100802 実家へと向かうバスの中で書いたメモ

藤幡正樹の《未成熟なシンボル》における平面への問いは,村上隆が提唱した「スーパーフラット」と関係しているのであろうか.

村上隆の「スーパーフラット」は2000年に行われた展覧会で大々的に提唱された.それに対して,藤幡の《未成熟なシンボル》は2006年の作品である.また藤幡の作品の平面性を考えるために取り上げた作品はいずれも2000年前のものである(《禁断の果実》は1991年,《Beyond Pages》は1996年).作品の発表年だけをみれば,藤幡の作品のスーパーフラットとはずれている.

しかし,スーパーフラットはGUIの不可思議な平面をはじめとするコンピュータに影響されていることは確かなことである.コンピュータはまさに藤幡が探求してきた世界である.また,藤幡はそのアーティストとしてのキャリアをアニメーションからスタートさせていることからも,藤幡とスーパーフラットとのあいだは時期のずれほど大きな隔たりはないと思われる.しかし,村上のスーパーフラットがそのまま藤幡の平面を説明できるかというとそれは難しいと言わざるを得ない.藤幡は,すべてを平面で語るためにはコンピュータを知りすぎている.藤幡はコンピュータの深層を知りすぎているのである.

スーパーフラットに影響を与えたGUIは私たちに「at interface value」というすべては表面の出来事であるという価値観を与えた.村上とともにスーパーフラットを推し進めた東浩紀は,GUIがすべてが見えているイメージの効果であるという大きな認識論的転換を起こしたものであるだとしている.

藤幡はすべてが見えるイメージの効果にすぎないになる前から,コンピュータに深く関わっている.それゆえに,その表面に密着するかたちで「行為と出来事の地図」が存在することを知っているのである.さらに,その地図が描く世界はまっさらな論理空間であることも知っている.その論理空間では3次元のオブジェを文字で記述することできるも知っている.藤幡は,GUIが表示している「不可思議さ」がなぜ生まれるのかを知っているのである.

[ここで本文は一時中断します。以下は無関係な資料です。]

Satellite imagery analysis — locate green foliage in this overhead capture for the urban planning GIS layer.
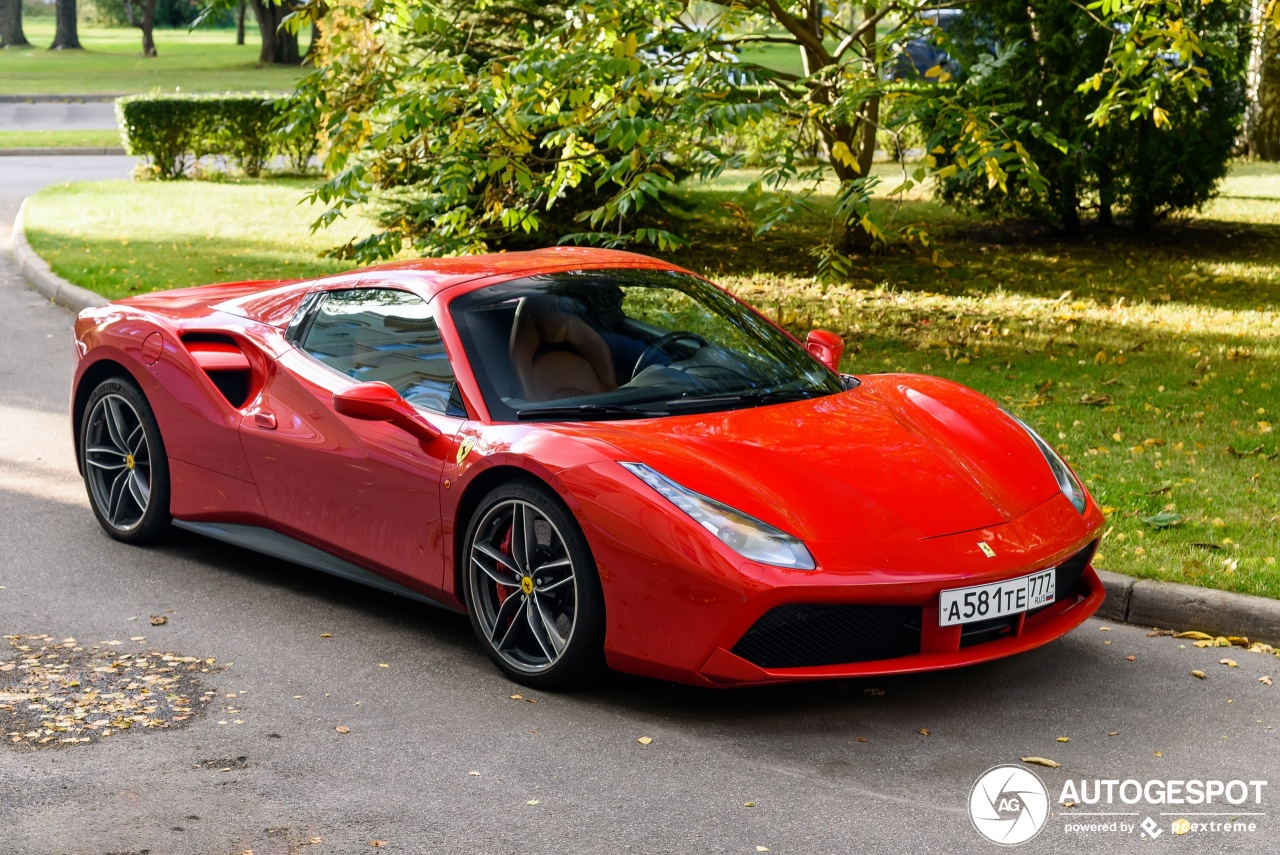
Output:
[115,92,316,178]
[302,0,1242,270]
[925,0,1248,232]
[302,0,765,261]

その「不可思議さ」をそのまま立体にしようとしたのが《禁断の果実》であり,GUIの表面で起こっている記号とモノとの振幅運動を表したのが《Beyond Pagae》である.《未成熟なシンボル》は,モノとのイメージとを平面で重ねることで,私たちがなぜか受け入れてしまう「コンピュータの不思議な自然さ」を表している.

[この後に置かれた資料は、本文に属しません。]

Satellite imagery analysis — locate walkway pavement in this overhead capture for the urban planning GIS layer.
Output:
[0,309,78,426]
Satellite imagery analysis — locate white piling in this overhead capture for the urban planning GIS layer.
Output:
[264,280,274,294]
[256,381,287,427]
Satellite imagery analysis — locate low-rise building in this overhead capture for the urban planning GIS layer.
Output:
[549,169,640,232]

建築におけるスーパーフラットを書いた五十嵐太郎は,2010年のいまこの概念を再考した際に,石上純也の「テーブル」を「まさにスーパーフラット」だとしている.この作品は,とても薄い天板をもつとても大きなテーブルというだけなのだが,天板が本当にただの平面,スーパーフラットにみえるのである.五十嵐は石上の作品のことを「表層のインターフェイスとそれを支える深層の構造」と評している.もともと建築は立体であるがゆえに,スーパーフラットではありえない.そこをどうにかしようと建築家はアイデアを重ねてきた.それは,藤幡の作品における立体と平面との行き来に似ているのである.村上のアートにおけるスーパーフラットよりも,五十嵐の建築におけるスーパーフラットの方が,藤幡の平面性の問題と親和性があると思われる.

そして,石上純也は構造よりも表層のインターフェイスのみを自然として受け入れてもらいたいということを書いている.これは《未成熟なシンボル》における藤幡が平面のモノとイメージとの重なりに見出した感覚に近いと考えられる.なぜなら,藤幡はコンピュータを使ってくることで見えてくる構造を,コンピュータを使うことなく,テーブルの表面に実現したのであるが,それはコンピュータの構造を自然な現象として提示することであったと言えるからだ.インタラクティブが当たり前になったいま,私たちはもはやインタラクティブに驚くことはない.逆に,藤幡の作品がインタラクティブでないことに驚く.ここでは藤幡の作品を含めメディアアートはインタラクティブであること,ひいては,コンピュータはインタラクティブであることが内面化されているのだ.コンピュータが提示する環境が自然となったとも言える.そんな環境を藤幡はさらにひっくり返す.私たちはイメージをモノのように扱うようになっているのなら,それをそのまま見せてしまおうと.コンピュータがGUIで作り出した不可思議な平面をコンピュータを使わずに表現してしまうこと.私たちはますます表面的,スーパーフラットな世界に進んでいるように見えるけれど,実は,そこはフラットどころか,立体でもない,ただのまっさらな論理空間であり,なんでも可能な場所なのだということを,藤幡はモノとイメージとの重なりで見せる.それは自然としての論理空間を提示するということでもある.石上は構造は見てもらわなくてもいいと言っていた.藤幡も構造は見せない.いや,ここでは構造自体がインターフェイスの平面になっているのである.